Erdoğan Salı günü yaptığı açıklamada Trump’ın iki NATO üyesi müttefik ülkenin ilişkilerini Ankara’nın S-400 savunma sistemi satın alması tartışmasının esiri etmeyeceğine inandığını söyledi. Ankara’da büyükelçiler toplantısında konuşan Erdoğan, Türkiye’nin NATO’ya bağlılığının devam ettiğini bildirdi.
Erdoğan, "S-400'lerin NATO'ya ve F-35'lere zarar vereceğine dair hiçbir somut veri yoktur. Kimse kimseyi aldatmasın. Nitekim daha önce NATO ve Avrupa Birliği üyesi birçok ülke Rusya'dan benzer hava savunma sistemleri satın almışlardır. Sesleri çıkmadı. Bu ülkeler için sorun olmayan bir konunun Türkiye için kriz haline dönüştürülmesini biz iyi niyetli görmüyoruz’’ dedi.
Erdoğan ‘‘S-400'ler meselesinde Türkiye güvenliğiyle ilgili stratejik değil, tamamen ticari bir tercihte bulunmuştur” diye ekledi.
Uzmanlar Erdoğan’ın Batılı liderlerin dış politika hamlelerine ve ülke içindeki artan otoriter eylemlerine olan hoşnutsuzluklarıyla göçü azaltmak ve terörle mücadelede Türkiye’ye duydukları ihtiyacı dengelemek zorunda olduklarına güvendiğini söylüyor.
Suriye’nin kuzeyinde Kürtler’e ait bölgelere Türkiye tarafından saldırı düzenlenmesi ilişkileri ciddi şekilde yıpratabilir.
Türkiye’nin Batı’yla yaşadığı kriz yeni değil. 2013’ten bu yana Erdoğan NATO’yu ve Batı’yı karşısına alan hamleler yapıyor.

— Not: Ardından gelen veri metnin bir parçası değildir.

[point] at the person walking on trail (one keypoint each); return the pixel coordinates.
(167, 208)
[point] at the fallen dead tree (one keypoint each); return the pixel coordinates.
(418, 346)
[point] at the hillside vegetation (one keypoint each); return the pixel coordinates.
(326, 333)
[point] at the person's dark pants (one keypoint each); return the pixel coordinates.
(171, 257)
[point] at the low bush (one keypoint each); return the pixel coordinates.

Erdoğan, yarım yüzyıldır aralarında Almanya’nın da bulunduğu önemli Avrupa ülkeleri tarafından desteklenmemesine rağmen Türkiye’nin tutkuyla peşinde koştuğu Avrupa Birliği’ne girme hedefinden giderek uzaklaştı. Türkiye’nin AB Başmüzakerecisi bazı AB ülkelerinin önyargılı yaklaşımını suçlayarak Türkiye’nin AB’ye muhtemelen hiçbir zaman giremeyeceğini söyledi ve AB’nin zaten dağılma sürecinde olduğunu belirtti.
Brookings Enstitüsü’nün geçen yıl yayınlanan raporunda uzman Amanda Sloat, Batı’nın bir Türkiye açmazıyla karşı karşıya olduğu görüşünü gündeme getirdi. Sloat şöyle dedi: ‘‘Batı bir yandan önemli jeostratejik konumundan dolayı Türkiye’nin NATO üyesi olarak kalmasını isterken ülkenin lideri giderek daha otoriter hale geliyor, batı karşıtı tehlikeli bir söylem kullanıyor ve trans-Atlantik ittifakının çıkarları aleyhinde dış politika kararları alıyor.’’

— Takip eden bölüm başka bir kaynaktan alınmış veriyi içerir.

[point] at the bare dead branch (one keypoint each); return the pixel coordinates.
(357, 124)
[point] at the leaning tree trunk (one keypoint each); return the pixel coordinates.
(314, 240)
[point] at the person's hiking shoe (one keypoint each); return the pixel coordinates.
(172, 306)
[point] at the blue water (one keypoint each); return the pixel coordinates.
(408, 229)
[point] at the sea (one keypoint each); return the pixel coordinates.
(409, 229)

Uzmanlara ve batılı diplomatlara göre Erdoğan, ne zaman geri çekilmesi ve ne zaman Batı’nın uyarılarına kulak asmaması gerektiğini bilerek ‘‘Batı’yı manipüle etme ustası’’ olduğunu geçmişte de kanıtladı.
Ancak bu, daha ne kadar devam edebilir? Washington’daki düşünce kuruluşlarından Cato Enstitüsü uzmanı Doug Bandow bugün Avrupa’nın Rusya’yı en büyük güvenlik tehdidi olarak gördüğünü, ancak olası bir çatışmada Türkiye’nin NATO’nun tarafında yer alacağına da güvenmemek gerektiğini söyledi. Bandow, NATO’nun Avrupa’dan hızla uzaklaşan Türkiye’nin üyeliğini askıya almak dışında çok az seçeneği olduğu görüşünde. Bandow, pratikte Türkiye’nin NATO tarafından çoktan kaybedildiğini söylüyor.